I really like this idea–and this discussion.

Personally, I think that data cleaning should be done–in an ideal world–in a way that is both as transparent and as “reproducible” as possible. Transparency means that one should be able to observe who changed what, when, and why. Reproducible means that one should be able replicate changes and–an important corollary–make alternate changes.

If these two principles conflict in practice, I would like to give the user options about how they resolve the conflict. Currently, the user has both transparency and reproducibility–on the strong condition of doing data cleaning outside of Survey Solutions. But the user does not have an easy path for doing data cleaning inside of Survey Solutions–apart from “C user” workarounds.

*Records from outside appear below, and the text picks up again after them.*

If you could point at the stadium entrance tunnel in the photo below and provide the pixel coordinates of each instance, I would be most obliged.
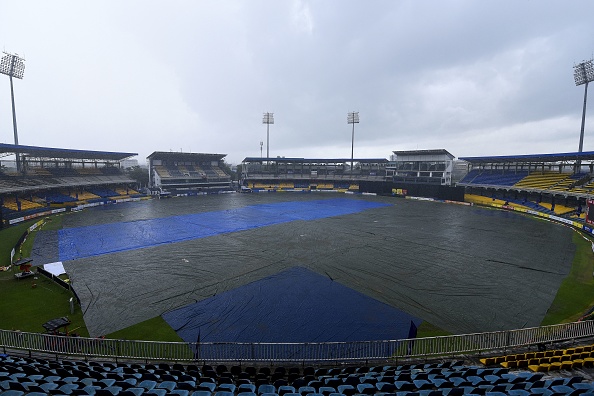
(295, 305)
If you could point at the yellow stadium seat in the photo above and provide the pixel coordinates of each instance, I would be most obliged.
(510, 364)
(555, 366)
(577, 363)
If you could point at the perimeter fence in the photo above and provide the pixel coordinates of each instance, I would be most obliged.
(430, 347)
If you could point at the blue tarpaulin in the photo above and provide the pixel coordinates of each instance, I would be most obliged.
(295, 305)
(95, 240)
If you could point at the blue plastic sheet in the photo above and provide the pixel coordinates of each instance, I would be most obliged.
(295, 305)
(95, 240)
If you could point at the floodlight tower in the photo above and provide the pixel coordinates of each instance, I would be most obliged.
(268, 119)
(353, 118)
(583, 73)
(13, 66)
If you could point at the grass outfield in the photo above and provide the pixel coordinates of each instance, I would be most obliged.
(26, 304)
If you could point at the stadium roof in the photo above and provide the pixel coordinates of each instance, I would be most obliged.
(50, 152)
(315, 160)
(559, 157)
(185, 156)
(423, 152)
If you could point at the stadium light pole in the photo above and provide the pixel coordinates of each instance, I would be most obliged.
(13, 66)
(583, 73)
(268, 119)
(353, 118)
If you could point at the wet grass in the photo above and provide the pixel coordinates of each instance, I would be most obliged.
(576, 294)
(28, 303)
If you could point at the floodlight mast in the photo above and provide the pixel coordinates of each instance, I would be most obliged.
(583, 73)
(268, 119)
(353, 118)
(13, 66)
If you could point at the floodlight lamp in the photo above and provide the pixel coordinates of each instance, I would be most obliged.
(268, 118)
(12, 65)
(583, 72)
(353, 117)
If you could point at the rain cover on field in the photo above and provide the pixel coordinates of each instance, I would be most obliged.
(75, 243)
(295, 305)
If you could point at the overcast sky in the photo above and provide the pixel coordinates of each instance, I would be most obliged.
(475, 77)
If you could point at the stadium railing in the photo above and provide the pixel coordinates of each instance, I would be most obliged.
(430, 347)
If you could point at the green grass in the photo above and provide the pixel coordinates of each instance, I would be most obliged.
(426, 329)
(25, 306)
(28, 303)
(149, 330)
(576, 294)
(8, 238)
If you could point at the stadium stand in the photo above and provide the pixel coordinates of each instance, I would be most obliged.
(43, 176)
(302, 174)
(187, 173)
(556, 184)
(36, 376)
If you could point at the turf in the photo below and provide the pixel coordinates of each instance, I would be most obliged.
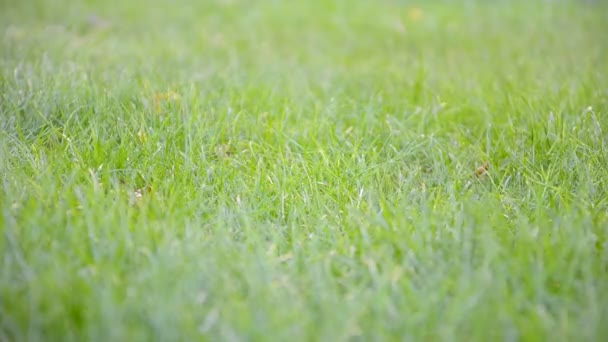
(303, 170)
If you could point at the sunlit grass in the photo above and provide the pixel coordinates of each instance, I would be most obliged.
(304, 170)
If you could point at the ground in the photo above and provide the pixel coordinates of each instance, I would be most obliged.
(303, 170)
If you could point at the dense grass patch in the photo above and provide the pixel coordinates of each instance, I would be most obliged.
(303, 170)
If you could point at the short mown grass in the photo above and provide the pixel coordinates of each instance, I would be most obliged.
(303, 170)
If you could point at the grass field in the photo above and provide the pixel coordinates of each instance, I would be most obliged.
(303, 170)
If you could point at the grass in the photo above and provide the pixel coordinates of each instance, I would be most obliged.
(303, 170)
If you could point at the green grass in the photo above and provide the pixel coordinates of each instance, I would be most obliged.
(306, 170)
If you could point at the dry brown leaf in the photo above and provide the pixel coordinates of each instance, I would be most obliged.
(483, 169)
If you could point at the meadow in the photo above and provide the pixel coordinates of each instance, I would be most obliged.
(314, 170)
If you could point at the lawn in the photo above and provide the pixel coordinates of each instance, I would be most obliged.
(303, 170)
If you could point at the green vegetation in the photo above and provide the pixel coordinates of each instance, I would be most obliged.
(303, 170)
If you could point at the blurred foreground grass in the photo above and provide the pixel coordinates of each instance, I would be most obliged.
(304, 170)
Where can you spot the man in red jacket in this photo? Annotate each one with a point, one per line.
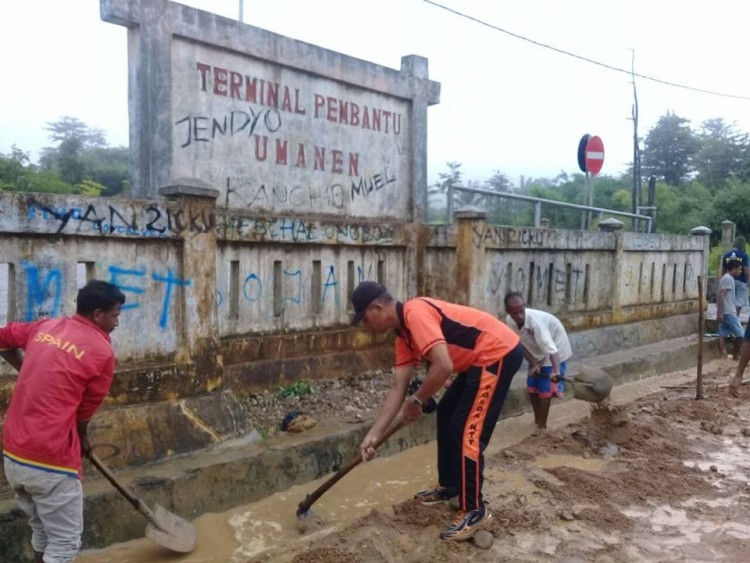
(65, 373)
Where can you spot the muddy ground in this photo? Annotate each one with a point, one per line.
(664, 478)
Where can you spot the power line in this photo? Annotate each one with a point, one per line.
(582, 58)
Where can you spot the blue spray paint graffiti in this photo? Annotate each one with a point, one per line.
(114, 277)
(298, 275)
(44, 299)
(117, 275)
(171, 281)
(252, 289)
(330, 282)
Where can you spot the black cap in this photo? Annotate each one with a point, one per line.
(363, 296)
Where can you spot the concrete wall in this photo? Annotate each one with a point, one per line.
(273, 123)
(264, 300)
(238, 269)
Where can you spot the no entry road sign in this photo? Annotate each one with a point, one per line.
(594, 157)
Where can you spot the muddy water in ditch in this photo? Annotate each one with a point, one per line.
(261, 527)
(241, 533)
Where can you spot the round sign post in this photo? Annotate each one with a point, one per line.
(594, 155)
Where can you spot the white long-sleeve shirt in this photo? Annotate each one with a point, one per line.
(542, 335)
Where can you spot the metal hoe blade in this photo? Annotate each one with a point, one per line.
(165, 528)
(171, 531)
(591, 384)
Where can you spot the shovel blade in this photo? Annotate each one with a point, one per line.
(592, 384)
(171, 531)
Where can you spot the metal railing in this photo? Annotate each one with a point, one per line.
(537, 201)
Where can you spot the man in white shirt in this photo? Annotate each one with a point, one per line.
(546, 347)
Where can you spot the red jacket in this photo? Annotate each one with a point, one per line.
(66, 373)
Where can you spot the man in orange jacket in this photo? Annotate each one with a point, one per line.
(452, 338)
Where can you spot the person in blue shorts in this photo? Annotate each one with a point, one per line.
(546, 348)
(729, 321)
(740, 282)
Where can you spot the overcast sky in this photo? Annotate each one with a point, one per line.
(506, 104)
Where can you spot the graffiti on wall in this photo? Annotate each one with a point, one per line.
(254, 288)
(44, 289)
(504, 236)
(505, 277)
(276, 139)
(290, 229)
(109, 218)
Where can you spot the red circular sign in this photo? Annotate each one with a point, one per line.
(594, 155)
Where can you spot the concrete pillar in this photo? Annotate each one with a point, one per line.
(470, 257)
(149, 89)
(705, 232)
(727, 235)
(201, 346)
(418, 67)
(616, 275)
(424, 95)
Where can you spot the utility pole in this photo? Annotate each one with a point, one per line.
(636, 196)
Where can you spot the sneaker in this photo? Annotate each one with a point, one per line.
(434, 495)
(466, 524)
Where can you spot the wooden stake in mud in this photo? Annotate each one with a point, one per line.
(701, 306)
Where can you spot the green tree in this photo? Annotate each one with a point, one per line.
(722, 151)
(81, 153)
(679, 209)
(18, 174)
(438, 192)
(732, 203)
(670, 148)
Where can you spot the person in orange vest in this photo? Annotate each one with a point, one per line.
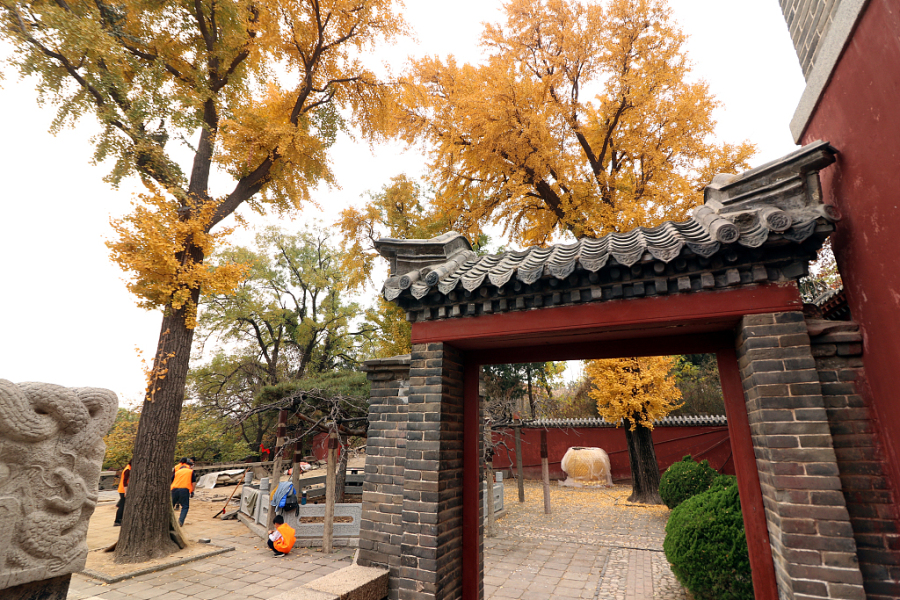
(123, 490)
(282, 538)
(183, 487)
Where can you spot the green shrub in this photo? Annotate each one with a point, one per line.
(685, 479)
(723, 482)
(706, 544)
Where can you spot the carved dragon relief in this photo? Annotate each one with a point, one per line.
(51, 454)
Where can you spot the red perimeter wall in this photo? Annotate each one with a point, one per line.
(859, 114)
(671, 443)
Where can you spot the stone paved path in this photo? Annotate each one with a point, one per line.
(593, 546)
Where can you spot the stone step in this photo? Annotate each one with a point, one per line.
(350, 583)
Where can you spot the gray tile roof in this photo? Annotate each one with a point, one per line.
(761, 225)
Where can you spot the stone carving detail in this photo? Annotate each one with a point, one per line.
(51, 453)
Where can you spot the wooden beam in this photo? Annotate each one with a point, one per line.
(615, 319)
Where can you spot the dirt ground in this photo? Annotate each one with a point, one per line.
(200, 523)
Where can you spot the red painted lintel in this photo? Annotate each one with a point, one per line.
(698, 343)
(599, 318)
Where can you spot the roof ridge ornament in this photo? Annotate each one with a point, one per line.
(756, 227)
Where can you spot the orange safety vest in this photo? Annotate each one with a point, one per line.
(122, 487)
(183, 478)
(287, 541)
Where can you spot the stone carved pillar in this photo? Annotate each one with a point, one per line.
(809, 527)
(51, 453)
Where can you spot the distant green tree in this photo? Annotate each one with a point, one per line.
(697, 376)
(524, 388)
(289, 319)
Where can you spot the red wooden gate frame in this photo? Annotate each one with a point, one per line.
(679, 324)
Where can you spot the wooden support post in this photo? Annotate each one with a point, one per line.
(489, 485)
(520, 478)
(545, 471)
(296, 471)
(762, 569)
(328, 539)
(276, 468)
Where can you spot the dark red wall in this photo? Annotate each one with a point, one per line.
(859, 114)
(671, 443)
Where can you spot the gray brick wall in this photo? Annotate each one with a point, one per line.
(381, 525)
(808, 21)
(431, 549)
(871, 503)
(809, 527)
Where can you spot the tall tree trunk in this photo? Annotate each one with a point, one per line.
(145, 523)
(644, 467)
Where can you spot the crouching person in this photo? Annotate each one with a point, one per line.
(281, 539)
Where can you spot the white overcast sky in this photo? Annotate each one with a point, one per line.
(68, 318)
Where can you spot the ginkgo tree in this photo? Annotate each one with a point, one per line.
(583, 119)
(252, 91)
(399, 210)
(633, 393)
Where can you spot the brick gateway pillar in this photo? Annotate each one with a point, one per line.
(413, 509)
(810, 533)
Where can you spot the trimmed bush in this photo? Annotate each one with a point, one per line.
(685, 479)
(706, 544)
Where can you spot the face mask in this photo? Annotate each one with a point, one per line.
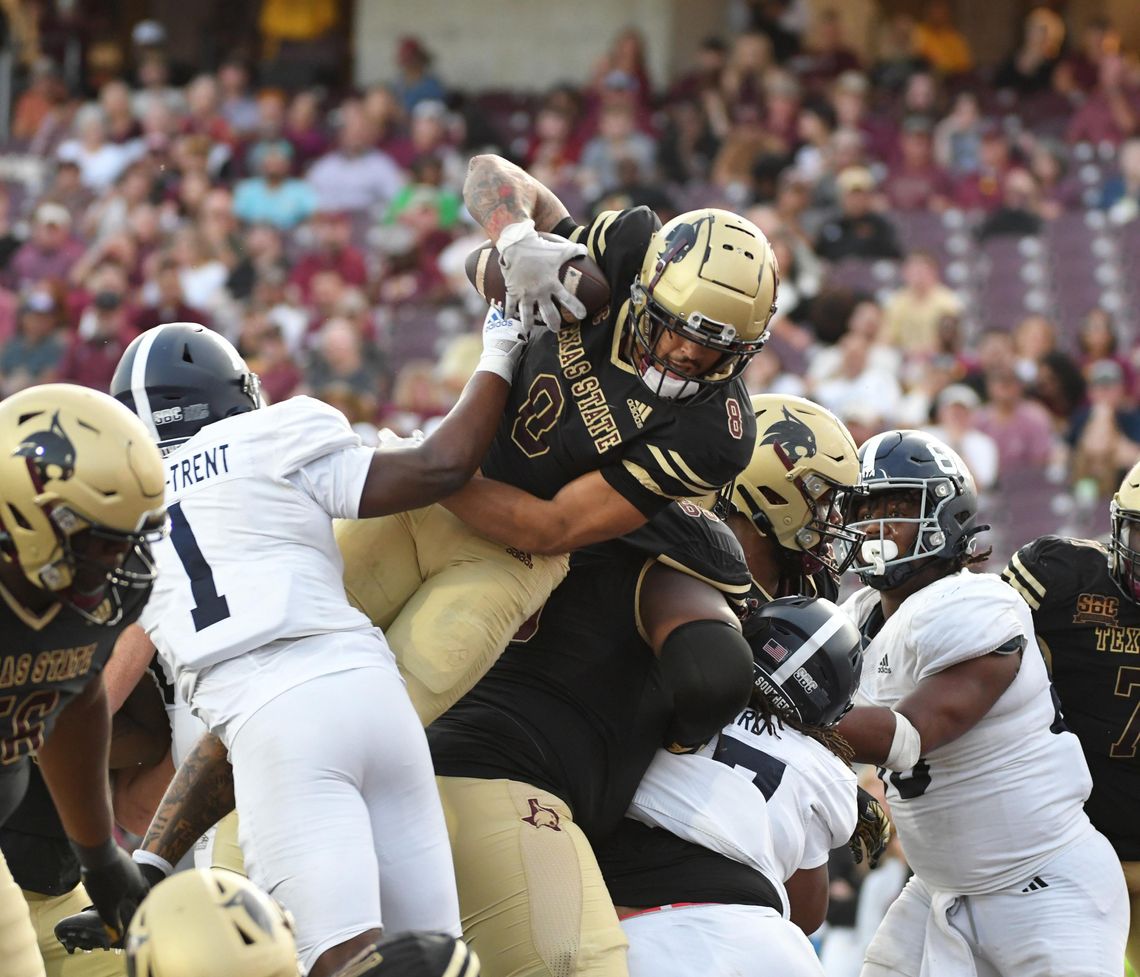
(669, 388)
(877, 553)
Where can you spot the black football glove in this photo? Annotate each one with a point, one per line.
(87, 930)
(115, 888)
(872, 830)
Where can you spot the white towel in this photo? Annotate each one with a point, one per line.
(945, 951)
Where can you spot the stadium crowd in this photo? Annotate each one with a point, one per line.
(952, 237)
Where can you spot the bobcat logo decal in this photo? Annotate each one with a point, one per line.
(794, 436)
(50, 455)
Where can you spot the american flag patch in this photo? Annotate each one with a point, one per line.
(774, 650)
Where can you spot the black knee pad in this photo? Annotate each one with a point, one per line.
(708, 667)
(414, 954)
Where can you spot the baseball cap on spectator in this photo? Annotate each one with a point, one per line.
(959, 393)
(53, 213)
(148, 34)
(1105, 372)
(39, 302)
(855, 178)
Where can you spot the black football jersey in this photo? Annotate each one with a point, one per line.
(576, 406)
(45, 664)
(576, 703)
(1091, 633)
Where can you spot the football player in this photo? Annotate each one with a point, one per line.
(608, 421)
(82, 501)
(542, 757)
(250, 613)
(713, 892)
(1085, 605)
(985, 783)
(211, 922)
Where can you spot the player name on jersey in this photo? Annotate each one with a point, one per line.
(198, 467)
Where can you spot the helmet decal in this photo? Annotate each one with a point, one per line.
(50, 454)
(792, 434)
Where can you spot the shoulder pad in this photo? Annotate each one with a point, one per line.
(304, 429)
(693, 540)
(1053, 568)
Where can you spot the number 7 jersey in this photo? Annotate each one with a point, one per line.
(251, 556)
(988, 808)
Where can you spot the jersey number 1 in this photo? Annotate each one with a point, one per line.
(209, 605)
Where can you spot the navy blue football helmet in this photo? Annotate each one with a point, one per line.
(180, 376)
(807, 658)
(913, 461)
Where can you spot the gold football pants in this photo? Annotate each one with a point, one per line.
(19, 957)
(447, 599)
(531, 895)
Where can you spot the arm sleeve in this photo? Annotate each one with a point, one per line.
(976, 618)
(335, 481)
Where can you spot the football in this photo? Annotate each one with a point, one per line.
(581, 277)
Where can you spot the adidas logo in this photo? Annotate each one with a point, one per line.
(640, 412)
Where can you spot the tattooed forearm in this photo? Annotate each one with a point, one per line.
(498, 193)
(198, 797)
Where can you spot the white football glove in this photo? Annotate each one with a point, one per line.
(504, 340)
(530, 271)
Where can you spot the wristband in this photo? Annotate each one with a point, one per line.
(97, 856)
(153, 861)
(514, 233)
(905, 747)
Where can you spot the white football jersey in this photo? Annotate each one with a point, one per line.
(776, 803)
(988, 808)
(251, 556)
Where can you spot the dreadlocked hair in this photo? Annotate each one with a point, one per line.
(771, 719)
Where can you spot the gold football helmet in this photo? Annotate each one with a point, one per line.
(210, 922)
(73, 459)
(709, 276)
(803, 472)
(1125, 517)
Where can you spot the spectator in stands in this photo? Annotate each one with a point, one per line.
(331, 250)
(33, 355)
(857, 231)
(99, 162)
(914, 180)
(415, 81)
(958, 137)
(353, 177)
(1019, 214)
(104, 331)
(50, 252)
(955, 424)
(857, 380)
(1022, 428)
(1121, 194)
(1106, 434)
(235, 103)
(1112, 110)
(274, 196)
(983, 188)
(304, 129)
(1029, 70)
(912, 314)
(617, 139)
(340, 361)
(1097, 340)
(938, 41)
(170, 304)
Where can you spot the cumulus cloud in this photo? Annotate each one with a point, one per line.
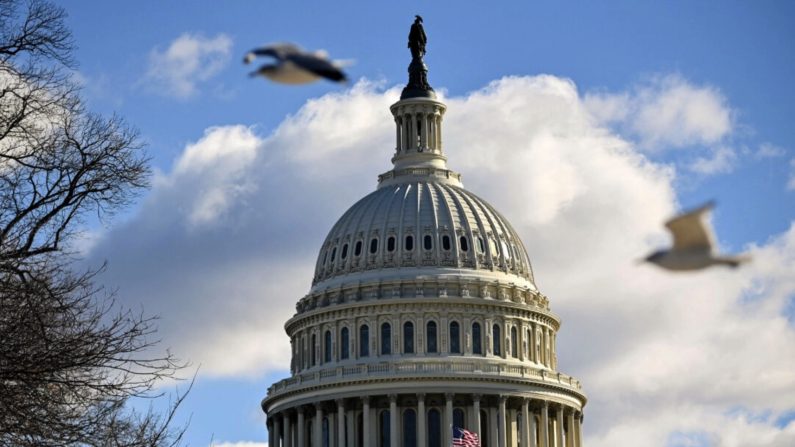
(239, 444)
(721, 161)
(769, 150)
(187, 62)
(226, 242)
(666, 112)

Another complementary way of looking this is as follows. In my view, data cleaning is almost always neglected. To the extent that data cleaning is hard, it will not be done. In my experience, data cleaning typically happens only done after data collection has ended, rarely draws on observations made during data collection, and more often than not is fairly superficial. To promote data cleaning during data collection–as a supplement to post-survey data cleaning–I think it would be worth considering giving some class of user the ability to change data. While I share @zurab 's reservations about cleaning that is not recorded in a script, I also see that necessary cleaning may not happen at all unless it’s done during data collection in Survey Solutions. Put another way, if one wants a productive pipeline, one needs plumbers, and those plumbers are typically too busy when the water is flowing (i.e., those who would do data cleaning are often those managing survey operations, and neglect important cleaning tasks in favor of urgent survey ones).

By the way, here’s the thread that discussed allowing the API to answer questions. Note that, interestingly, it somewhat evolved into the same discussion we’re having in this thread.

My specific proposal is to allow the Headquarters users to change answers and leave a (required) comment on why. On the front end, HQ users would have one more option in the overflow menu associated with each question (i.e., the three vertical dots). On the back end, the changes would be recorded in the data and the paradata. On the front end, data edits that change the state of the interview–for example, enable/disable questions–would need to be played out. That last bit seems like the trickiest part to my layman’s eyes.